A Century of Capital Controversy: Scarcity, Production, Equilibrium and Time from Böhm Bawerk to Bliss
Capital theory is a subject infamous for the continuous recurrence of controversy. The Cambridge controversies were the last of three great capital theory controversies of the twentieth century. Earlier controversies transpired at the turn of the century between Eugene von Böhm-Bawerk, J.B. Clark, Irving Fisher, and Thorstein Veblen, and then in the 1930s between Frank Knight, Friedrich von Hayek and Nicholas Kaldor. In the midst of the Cambridge controversies, Robert Solow, noting similarities with the earlier controversies, wrote that "when a theoretical question remains debatable after 80 years there is a presumption that the question is badly posed - or very deep indeed." Solow defended the "badly posed" answer and today's dominant assessment of the controversies is similarly dismissive.
In providing the first detailed histories of the earlier controversies, my research agenda challenges the dominant assessment and instead argues that the questions posed in the Cambridge, as well as the two previous capital theory controversies, remain unresolved and are "very deep indeed." Christopher Bliss is exactly right when, in concluding his 1975 book views "the theory of capital not as some quite separate section of economic theory, only tenuously related to the rest, but rather as an extension of equilibrium theory and production theory to take into account the role of time."

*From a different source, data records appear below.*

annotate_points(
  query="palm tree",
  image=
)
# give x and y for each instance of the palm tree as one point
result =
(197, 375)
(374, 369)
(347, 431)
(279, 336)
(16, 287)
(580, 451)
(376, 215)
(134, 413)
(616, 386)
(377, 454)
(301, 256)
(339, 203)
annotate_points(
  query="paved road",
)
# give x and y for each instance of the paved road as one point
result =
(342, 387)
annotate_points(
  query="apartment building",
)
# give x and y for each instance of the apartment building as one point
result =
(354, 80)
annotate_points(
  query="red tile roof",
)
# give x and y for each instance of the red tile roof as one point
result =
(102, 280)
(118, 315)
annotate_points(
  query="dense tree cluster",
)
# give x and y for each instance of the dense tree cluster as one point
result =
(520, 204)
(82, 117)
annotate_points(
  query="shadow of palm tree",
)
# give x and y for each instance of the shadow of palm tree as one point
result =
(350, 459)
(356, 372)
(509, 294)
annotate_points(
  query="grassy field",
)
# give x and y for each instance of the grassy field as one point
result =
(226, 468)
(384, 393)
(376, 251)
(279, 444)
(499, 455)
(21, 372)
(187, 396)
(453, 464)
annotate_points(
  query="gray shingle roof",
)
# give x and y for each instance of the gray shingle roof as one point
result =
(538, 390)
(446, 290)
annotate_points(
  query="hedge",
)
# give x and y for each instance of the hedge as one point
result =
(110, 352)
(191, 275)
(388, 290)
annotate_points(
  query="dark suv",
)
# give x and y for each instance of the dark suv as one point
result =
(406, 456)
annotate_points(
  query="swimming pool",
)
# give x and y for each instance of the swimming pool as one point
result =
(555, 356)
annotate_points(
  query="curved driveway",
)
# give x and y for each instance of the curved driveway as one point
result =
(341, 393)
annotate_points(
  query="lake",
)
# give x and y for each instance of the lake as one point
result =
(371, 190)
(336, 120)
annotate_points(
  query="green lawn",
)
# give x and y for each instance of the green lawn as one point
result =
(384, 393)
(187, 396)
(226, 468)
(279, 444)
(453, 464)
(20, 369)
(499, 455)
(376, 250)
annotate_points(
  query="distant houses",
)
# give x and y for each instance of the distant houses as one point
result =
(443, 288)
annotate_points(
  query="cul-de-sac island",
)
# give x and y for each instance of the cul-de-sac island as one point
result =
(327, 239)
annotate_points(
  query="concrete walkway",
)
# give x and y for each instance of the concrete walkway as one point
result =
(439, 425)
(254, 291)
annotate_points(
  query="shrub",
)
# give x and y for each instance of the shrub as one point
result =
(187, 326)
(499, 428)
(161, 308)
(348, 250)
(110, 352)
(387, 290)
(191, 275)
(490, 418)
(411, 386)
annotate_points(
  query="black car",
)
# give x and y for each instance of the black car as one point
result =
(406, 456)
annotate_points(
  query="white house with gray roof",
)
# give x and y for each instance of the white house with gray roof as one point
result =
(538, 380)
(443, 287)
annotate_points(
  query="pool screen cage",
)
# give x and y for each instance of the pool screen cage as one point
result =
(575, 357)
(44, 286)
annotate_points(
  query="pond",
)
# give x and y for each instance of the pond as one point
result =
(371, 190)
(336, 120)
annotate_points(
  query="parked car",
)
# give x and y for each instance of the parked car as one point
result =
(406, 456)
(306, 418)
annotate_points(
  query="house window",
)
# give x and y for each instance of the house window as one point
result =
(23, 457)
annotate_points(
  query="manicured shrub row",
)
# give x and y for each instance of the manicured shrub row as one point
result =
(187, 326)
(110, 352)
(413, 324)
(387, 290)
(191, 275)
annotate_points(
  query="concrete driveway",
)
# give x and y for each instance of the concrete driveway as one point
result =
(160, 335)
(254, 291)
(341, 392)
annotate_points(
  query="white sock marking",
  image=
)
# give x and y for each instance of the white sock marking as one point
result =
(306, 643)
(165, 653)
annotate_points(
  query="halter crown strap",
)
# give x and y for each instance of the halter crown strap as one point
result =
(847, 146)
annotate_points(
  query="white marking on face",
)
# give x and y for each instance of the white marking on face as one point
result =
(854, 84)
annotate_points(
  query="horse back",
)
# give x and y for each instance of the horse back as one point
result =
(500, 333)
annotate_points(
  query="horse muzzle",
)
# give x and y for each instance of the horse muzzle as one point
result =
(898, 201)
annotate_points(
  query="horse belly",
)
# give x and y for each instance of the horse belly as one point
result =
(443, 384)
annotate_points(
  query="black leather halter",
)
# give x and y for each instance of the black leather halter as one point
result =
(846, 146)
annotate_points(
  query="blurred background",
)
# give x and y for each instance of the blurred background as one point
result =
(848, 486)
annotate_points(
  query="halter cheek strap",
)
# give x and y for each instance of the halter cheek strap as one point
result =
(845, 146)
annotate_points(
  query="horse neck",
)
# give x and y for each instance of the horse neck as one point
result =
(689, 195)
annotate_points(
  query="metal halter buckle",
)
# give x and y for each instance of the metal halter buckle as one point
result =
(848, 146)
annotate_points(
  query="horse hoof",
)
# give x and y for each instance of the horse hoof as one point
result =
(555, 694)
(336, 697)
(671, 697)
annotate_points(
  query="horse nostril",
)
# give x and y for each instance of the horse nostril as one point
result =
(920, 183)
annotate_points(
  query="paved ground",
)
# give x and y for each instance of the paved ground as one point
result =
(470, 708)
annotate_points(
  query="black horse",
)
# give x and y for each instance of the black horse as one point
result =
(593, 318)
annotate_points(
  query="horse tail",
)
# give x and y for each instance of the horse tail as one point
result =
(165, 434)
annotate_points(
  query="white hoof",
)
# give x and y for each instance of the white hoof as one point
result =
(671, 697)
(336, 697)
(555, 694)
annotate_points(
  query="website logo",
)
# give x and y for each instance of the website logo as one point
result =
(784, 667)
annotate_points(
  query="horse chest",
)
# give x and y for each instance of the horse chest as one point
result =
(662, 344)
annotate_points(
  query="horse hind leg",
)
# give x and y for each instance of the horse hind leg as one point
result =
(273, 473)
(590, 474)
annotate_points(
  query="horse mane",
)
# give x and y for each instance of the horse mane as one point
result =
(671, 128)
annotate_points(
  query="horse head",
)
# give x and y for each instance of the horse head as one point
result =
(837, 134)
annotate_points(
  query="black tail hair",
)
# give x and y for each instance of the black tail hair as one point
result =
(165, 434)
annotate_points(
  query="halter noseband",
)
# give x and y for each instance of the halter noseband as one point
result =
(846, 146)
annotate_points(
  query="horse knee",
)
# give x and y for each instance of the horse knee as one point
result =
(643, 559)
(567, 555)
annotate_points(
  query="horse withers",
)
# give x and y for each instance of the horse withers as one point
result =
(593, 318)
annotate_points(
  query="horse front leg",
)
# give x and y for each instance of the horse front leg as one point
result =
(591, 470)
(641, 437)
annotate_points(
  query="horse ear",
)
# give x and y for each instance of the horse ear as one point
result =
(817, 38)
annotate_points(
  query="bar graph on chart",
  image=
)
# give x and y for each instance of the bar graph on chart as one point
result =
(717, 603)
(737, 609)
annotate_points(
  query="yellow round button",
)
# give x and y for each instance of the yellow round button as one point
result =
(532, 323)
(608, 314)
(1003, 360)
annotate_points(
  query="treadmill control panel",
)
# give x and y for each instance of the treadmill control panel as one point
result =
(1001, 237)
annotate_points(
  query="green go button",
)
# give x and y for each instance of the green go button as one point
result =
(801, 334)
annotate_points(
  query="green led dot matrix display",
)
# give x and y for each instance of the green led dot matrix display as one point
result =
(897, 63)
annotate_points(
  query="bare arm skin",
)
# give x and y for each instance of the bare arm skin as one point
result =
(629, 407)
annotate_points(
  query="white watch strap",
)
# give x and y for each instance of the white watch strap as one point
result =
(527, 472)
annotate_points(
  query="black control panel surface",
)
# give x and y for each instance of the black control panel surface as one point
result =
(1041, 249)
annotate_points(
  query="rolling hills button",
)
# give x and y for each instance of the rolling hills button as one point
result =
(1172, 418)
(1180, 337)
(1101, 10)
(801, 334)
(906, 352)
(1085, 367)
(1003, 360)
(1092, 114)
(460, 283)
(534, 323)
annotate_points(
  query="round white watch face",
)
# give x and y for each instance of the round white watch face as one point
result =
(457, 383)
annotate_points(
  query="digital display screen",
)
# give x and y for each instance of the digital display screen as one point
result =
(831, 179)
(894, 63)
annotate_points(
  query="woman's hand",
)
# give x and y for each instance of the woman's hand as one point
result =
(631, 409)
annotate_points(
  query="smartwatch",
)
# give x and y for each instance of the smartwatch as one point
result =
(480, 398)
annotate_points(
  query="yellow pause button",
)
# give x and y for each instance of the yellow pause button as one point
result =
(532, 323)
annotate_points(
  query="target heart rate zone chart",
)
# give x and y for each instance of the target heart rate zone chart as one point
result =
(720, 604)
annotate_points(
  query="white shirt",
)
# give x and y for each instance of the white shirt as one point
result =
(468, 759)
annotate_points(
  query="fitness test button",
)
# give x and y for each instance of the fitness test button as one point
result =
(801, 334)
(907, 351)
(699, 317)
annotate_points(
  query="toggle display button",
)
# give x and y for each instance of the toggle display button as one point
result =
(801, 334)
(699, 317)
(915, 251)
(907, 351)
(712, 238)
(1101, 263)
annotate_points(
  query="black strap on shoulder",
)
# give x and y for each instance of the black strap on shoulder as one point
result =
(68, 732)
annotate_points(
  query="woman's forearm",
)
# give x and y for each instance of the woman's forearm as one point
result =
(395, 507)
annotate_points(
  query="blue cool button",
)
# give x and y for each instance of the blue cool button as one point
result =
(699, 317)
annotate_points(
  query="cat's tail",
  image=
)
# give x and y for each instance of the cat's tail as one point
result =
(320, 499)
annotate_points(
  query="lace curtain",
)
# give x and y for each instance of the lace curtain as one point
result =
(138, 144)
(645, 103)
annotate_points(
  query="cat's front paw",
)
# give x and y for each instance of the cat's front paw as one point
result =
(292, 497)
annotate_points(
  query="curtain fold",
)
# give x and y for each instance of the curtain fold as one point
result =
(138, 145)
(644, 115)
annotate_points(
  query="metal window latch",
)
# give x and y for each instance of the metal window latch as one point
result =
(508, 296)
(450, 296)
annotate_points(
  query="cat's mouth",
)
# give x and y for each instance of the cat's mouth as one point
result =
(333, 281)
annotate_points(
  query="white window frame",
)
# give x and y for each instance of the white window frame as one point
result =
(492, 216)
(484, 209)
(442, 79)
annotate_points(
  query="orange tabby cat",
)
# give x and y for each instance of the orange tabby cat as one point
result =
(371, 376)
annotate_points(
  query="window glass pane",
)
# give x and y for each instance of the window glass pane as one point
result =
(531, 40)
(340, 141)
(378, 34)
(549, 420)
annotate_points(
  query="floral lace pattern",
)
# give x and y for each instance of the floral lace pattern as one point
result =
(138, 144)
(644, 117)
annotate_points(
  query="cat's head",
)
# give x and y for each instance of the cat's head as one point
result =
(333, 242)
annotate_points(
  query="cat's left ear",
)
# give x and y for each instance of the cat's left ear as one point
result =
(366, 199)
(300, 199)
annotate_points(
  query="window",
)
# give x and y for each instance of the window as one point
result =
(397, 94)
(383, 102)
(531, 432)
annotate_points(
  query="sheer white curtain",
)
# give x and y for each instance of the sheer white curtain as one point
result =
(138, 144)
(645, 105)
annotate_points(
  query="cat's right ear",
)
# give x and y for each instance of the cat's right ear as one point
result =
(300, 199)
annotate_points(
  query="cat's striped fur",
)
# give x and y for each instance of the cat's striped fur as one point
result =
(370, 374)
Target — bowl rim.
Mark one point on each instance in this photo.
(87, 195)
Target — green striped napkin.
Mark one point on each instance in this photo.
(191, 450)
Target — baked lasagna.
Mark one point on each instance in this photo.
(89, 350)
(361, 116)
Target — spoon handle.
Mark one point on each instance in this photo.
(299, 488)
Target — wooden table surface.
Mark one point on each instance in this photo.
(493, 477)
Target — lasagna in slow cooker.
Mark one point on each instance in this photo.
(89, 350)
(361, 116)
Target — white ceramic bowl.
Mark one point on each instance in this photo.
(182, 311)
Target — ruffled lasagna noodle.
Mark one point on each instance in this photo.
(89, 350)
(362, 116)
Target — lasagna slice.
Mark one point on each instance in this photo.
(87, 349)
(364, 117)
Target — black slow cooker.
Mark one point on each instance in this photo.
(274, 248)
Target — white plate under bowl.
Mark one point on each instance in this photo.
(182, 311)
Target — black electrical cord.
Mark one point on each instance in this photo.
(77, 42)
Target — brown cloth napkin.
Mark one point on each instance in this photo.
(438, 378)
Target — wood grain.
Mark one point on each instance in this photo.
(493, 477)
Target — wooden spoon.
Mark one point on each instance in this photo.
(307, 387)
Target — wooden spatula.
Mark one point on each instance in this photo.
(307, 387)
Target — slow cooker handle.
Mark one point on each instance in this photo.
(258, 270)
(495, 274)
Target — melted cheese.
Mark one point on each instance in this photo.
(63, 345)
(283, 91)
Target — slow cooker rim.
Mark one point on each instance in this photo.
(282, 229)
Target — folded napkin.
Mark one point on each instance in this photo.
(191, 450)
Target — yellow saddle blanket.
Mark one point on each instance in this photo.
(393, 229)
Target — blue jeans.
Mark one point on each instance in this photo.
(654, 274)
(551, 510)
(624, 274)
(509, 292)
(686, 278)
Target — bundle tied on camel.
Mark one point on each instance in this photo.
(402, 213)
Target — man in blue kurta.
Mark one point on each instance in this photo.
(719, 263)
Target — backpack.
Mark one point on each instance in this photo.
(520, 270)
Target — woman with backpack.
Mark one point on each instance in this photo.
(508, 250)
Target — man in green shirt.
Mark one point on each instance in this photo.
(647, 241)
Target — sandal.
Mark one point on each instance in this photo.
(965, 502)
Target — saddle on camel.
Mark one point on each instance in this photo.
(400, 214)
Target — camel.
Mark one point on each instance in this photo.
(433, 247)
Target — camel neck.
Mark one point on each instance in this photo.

The main theoretical contribution of my historical research is to uncover and unify the major issues that were at stake in the century of capital controversy -- questions of integrating production into the scarcity theory of value, the limitations of equilibrium tools, the lack of robustness of the heuristically powerful insights of one-commodity models, and differing visions of economics with conflicting explanations (and ethical justifications) of the return to capital. These questions and issues are relevant to modern economists not merely because they are unresolved, but because they concern the limitations of current theoretical models as well as connections between ideology and "positive" economics that are much closer than most care to admit.
These deep issues will never be definitively resolved – economists will not reach agreement on the theory of capital. Economics as a discipline will be better off, though, by understanding and explicitly facing the issues rather than dismissing them as long dead and buried. While many key Cambridge, England combatants in the last controversy stopped asking questions because they died, the questions and issues have not been resolved, only buried deeper. When economists decide to delve again, I predict controversies over these questions will resurface, just as they did time and again in the 80 years prior to the Cambridge controversies.